This work is based on a number of selected lawsuits, where copyright holders tried to enforce their rights against Internet users suspected of illegal file-sharing.
A common feature of the cases was that users were normally only partially identifiable through their IP address. Users’ real identity was known only by ISPs (Internet Service Providers), who gave them Internet connection. Thus, copyright holders asked ISPs to provide them with users’ real identities. ISPs have sometimes refused to collaborate, forcing copyright holders to sue them in order to obtain a judicial provision imposing the disclosure of users’ data. Hence, a vibrant conflict between users’ data protection and copyright holders’ enforceable rights arose.
Employing a comparative approach, the case study explores the way judges solved this conflict. The comparison involves the European system (with particular regard to Italy), as well as the USA and Canada.
The book has two goals, which are strictly intertwined one with the other.

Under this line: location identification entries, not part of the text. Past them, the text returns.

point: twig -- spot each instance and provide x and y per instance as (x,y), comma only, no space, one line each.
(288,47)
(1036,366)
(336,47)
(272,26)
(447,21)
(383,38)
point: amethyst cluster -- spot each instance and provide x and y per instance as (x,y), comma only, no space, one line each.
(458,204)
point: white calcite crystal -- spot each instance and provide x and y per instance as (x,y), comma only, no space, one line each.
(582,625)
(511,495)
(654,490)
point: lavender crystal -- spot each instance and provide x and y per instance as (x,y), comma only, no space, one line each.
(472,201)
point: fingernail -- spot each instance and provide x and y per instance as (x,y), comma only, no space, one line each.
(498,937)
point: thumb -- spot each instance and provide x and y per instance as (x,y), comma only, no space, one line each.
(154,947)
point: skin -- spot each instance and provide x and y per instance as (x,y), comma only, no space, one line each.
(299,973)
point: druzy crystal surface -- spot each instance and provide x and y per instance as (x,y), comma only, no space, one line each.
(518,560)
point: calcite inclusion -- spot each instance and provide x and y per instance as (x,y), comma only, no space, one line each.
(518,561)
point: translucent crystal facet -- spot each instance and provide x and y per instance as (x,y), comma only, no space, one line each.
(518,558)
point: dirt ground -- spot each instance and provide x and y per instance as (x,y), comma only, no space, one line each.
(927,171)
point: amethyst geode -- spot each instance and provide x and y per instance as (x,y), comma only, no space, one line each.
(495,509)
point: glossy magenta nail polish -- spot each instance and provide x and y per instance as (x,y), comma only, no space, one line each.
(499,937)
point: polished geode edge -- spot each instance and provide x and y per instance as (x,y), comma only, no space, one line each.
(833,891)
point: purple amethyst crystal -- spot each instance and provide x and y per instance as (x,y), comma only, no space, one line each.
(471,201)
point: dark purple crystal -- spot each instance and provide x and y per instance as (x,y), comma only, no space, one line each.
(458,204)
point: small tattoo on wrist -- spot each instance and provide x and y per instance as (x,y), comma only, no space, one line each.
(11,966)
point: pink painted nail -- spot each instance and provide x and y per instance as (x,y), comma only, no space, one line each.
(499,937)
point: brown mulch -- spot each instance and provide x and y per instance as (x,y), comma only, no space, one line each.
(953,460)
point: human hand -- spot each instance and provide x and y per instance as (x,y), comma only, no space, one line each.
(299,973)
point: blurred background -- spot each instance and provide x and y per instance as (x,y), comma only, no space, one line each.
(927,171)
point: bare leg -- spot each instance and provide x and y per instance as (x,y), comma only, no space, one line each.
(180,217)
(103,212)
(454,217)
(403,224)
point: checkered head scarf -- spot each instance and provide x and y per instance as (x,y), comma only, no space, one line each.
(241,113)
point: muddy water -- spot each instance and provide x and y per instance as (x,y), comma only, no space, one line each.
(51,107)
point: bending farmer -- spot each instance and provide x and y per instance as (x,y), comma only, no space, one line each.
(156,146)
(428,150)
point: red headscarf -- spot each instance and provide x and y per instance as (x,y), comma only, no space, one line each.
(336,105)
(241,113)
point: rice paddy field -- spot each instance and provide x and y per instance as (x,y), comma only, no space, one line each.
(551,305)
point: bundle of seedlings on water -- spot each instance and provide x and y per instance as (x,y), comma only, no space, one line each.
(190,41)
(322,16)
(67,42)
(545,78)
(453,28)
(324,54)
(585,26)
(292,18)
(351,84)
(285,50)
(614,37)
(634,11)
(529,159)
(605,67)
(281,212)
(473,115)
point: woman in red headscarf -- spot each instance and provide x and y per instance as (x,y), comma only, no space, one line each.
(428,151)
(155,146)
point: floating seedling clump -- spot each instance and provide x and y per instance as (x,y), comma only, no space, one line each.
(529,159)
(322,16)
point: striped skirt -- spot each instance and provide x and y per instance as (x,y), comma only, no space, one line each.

The primary goal is to analyze the cases and the regulatory frameworks concerning both privacy and copyright in the three systems under scrutiny, in order to show that the decisions were the by-products of different policy conceptions of the two conflicting rights.
A second goal of the book is, in the wake of existing literature, to stimulate further the debate on the role that judges have in balancing conflicting rights. In connection with this second goal, the book will also shed some light on the possible influence of policy and culture on judicial decisions, applying a contextual analysis.